Reporting on ways that supermarkets are adapting to the new retail challenges imposed by coronavirus, CNBC shone a spotlight on California-based Chowbotics, the company behind the adorably named Sally the Robot. Each Sally can hold up to 22 ingredients and can freshly prepare a variety of pre-programmed "chef crafted" meals—ranging from acai bowls to grain salads to blueberry upside-down cake—in 90 seconds or less. In a pre-COVID world, Chowbotics was selling the $35,000 robots primarily to colleges and hospitals, two places that have round-the-clock demand for fresh, healthy food; when the coronavirus pandemic began tearing through America, closing college campuses and locking down hospitals, the company began to look at other markets.Meanwhile, grocery stores have been forced to eliminate their salad bars and prepared food buffets due to safety concerns, creating the perfect opportunity for a vast army of Sallys to invade the lives hundreds of millions of Americans.
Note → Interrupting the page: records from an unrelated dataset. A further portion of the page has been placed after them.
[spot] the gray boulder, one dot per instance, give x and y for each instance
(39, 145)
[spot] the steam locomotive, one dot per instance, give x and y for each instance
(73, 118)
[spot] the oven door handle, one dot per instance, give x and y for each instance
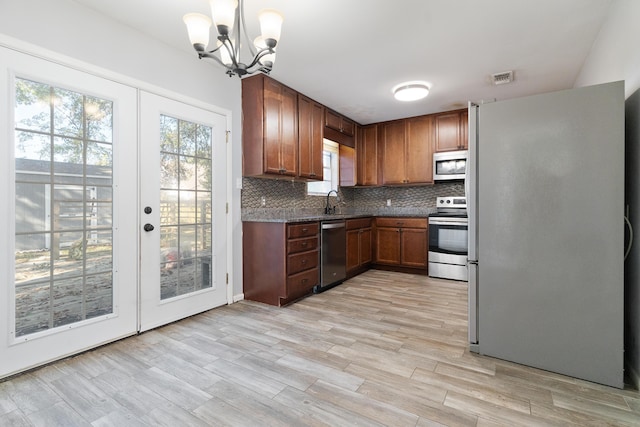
(448, 221)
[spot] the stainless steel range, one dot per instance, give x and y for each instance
(448, 234)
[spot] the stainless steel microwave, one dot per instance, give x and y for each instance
(449, 165)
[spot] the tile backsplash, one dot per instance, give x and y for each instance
(283, 194)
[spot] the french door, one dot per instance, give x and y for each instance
(68, 254)
(112, 211)
(183, 210)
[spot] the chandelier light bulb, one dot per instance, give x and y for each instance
(270, 25)
(224, 15)
(198, 27)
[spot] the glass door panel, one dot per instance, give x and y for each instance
(69, 149)
(185, 151)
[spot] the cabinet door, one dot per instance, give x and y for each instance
(393, 157)
(289, 135)
(419, 150)
(280, 129)
(353, 249)
(365, 246)
(447, 131)
(347, 159)
(310, 128)
(388, 245)
(413, 247)
(368, 156)
(272, 126)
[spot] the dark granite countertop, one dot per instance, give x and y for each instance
(302, 215)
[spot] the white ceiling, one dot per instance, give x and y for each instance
(348, 54)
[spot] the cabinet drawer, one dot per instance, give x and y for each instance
(402, 222)
(302, 261)
(302, 230)
(301, 245)
(301, 283)
(358, 223)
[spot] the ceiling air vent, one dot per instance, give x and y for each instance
(502, 78)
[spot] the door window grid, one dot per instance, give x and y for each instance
(185, 207)
(63, 258)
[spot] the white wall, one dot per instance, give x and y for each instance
(615, 55)
(73, 30)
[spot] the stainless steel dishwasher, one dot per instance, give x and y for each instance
(333, 256)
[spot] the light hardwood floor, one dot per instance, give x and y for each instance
(381, 349)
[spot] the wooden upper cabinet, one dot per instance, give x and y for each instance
(270, 127)
(310, 134)
(451, 131)
(407, 151)
(339, 128)
(367, 155)
(464, 130)
(419, 150)
(338, 122)
(393, 152)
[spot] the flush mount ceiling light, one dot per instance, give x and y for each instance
(410, 91)
(228, 16)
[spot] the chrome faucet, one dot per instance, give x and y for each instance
(328, 209)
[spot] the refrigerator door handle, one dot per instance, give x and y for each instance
(471, 182)
(473, 306)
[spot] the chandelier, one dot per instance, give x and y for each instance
(228, 16)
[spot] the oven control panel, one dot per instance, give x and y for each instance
(451, 202)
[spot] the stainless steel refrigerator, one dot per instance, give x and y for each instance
(545, 195)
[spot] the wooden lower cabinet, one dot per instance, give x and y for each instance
(358, 245)
(280, 260)
(402, 242)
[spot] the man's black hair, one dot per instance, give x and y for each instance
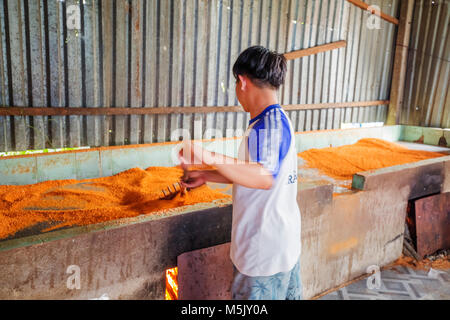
(264, 67)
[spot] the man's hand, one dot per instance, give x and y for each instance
(194, 179)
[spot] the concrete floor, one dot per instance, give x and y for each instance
(398, 283)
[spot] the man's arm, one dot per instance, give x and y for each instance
(230, 170)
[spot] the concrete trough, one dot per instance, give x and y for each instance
(341, 236)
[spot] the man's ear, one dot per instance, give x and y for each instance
(243, 82)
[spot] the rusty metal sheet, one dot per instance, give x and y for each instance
(433, 223)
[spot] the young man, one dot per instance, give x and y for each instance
(265, 237)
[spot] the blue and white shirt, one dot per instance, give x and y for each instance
(265, 236)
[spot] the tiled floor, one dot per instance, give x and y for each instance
(400, 283)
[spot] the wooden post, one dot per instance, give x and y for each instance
(362, 5)
(315, 50)
(400, 60)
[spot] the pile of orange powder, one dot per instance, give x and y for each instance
(82, 202)
(343, 162)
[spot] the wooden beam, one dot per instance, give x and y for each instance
(400, 62)
(70, 111)
(333, 105)
(382, 15)
(315, 50)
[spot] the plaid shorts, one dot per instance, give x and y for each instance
(280, 286)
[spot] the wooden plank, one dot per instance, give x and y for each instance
(150, 70)
(56, 58)
(382, 15)
(36, 111)
(189, 59)
(400, 62)
(177, 58)
(163, 48)
(315, 50)
(108, 67)
(121, 67)
(18, 67)
(38, 74)
(75, 89)
(306, 85)
(91, 77)
(136, 53)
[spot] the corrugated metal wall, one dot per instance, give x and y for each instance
(426, 100)
(136, 53)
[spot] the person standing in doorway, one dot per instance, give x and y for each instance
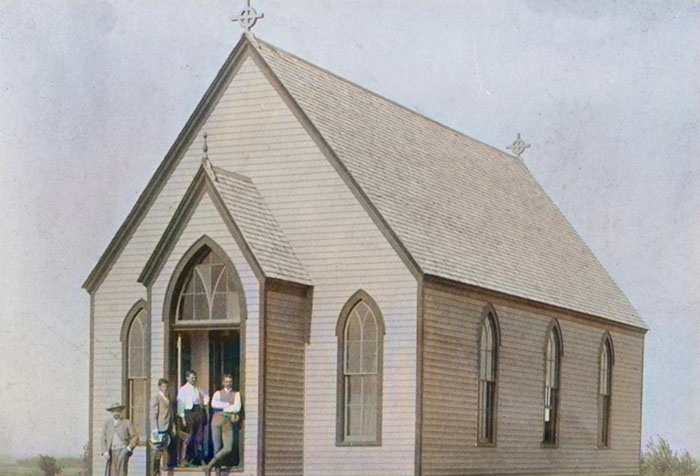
(226, 405)
(192, 418)
(119, 438)
(161, 426)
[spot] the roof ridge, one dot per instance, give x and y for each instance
(275, 49)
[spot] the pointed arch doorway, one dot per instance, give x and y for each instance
(206, 318)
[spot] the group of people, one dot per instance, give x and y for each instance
(187, 425)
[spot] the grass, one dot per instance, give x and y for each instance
(30, 466)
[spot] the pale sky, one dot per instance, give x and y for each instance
(92, 95)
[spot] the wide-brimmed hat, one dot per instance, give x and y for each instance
(160, 440)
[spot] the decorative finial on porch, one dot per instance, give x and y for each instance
(206, 163)
(248, 17)
(518, 146)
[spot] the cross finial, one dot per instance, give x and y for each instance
(206, 163)
(248, 17)
(518, 146)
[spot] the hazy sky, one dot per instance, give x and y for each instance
(92, 95)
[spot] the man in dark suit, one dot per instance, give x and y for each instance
(161, 417)
(119, 438)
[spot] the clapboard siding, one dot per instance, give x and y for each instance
(253, 132)
(286, 310)
(206, 219)
(449, 408)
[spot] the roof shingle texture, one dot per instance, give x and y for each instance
(259, 228)
(465, 211)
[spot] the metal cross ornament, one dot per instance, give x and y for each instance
(248, 17)
(518, 146)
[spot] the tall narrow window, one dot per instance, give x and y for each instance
(136, 371)
(360, 345)
(210, 293)
(605, 392)
(488, 369)
(552, 371)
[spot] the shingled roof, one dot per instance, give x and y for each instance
(463, 210)
(460, 209)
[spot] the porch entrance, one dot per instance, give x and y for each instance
(211, 353)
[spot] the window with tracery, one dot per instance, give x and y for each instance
(136, 372)
(209, 293)
(488, 369)
(605, 392)
(552, 374)
(360, 375)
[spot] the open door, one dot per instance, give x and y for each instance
(211, 354)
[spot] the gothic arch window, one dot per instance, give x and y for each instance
(552, 380)
(209, 291)
(135, 341)
(605, 391)
(360, 332)
(489, 341)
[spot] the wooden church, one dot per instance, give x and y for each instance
(391, 296)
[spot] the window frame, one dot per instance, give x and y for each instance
(140, 312)
(605, 375)
(346, 312)
(553, 331)
(488, 410)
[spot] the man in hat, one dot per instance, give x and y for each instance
(192, 418)
(161, 425)
(226, 405)
(119, 438)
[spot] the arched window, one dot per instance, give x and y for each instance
(360, 334)
(210, 292)
(135, 340)
(488, 371)
(605, 391)
(552, 378)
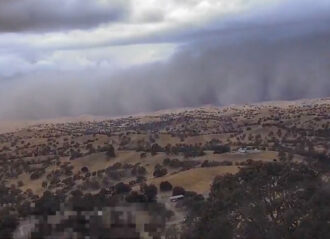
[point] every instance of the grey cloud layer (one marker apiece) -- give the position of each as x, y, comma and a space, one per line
49, 15
242, 63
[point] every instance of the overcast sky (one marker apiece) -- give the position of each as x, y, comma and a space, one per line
112, 57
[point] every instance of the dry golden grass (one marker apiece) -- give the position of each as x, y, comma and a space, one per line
197, 179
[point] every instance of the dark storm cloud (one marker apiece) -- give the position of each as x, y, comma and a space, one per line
285, 58
49, 15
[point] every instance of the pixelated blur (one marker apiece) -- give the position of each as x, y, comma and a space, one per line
128, 221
So far Chowbotics says it has signed three grocery store deals and has initiated pilot programs with several others. Sally has been such a success that some store owners have requested that in addition to prepared foods, they'd like to see versions of Sally that dispense prepped meals for customers to finish cooking at home. How long will it take for Sally to eventually overtake every position in the supermarket? Will she and Marty the shelf stocking/murder witnessing robot fall in love and have little robot babies that run on ranch dressing and human blood? This expert's guess: probably.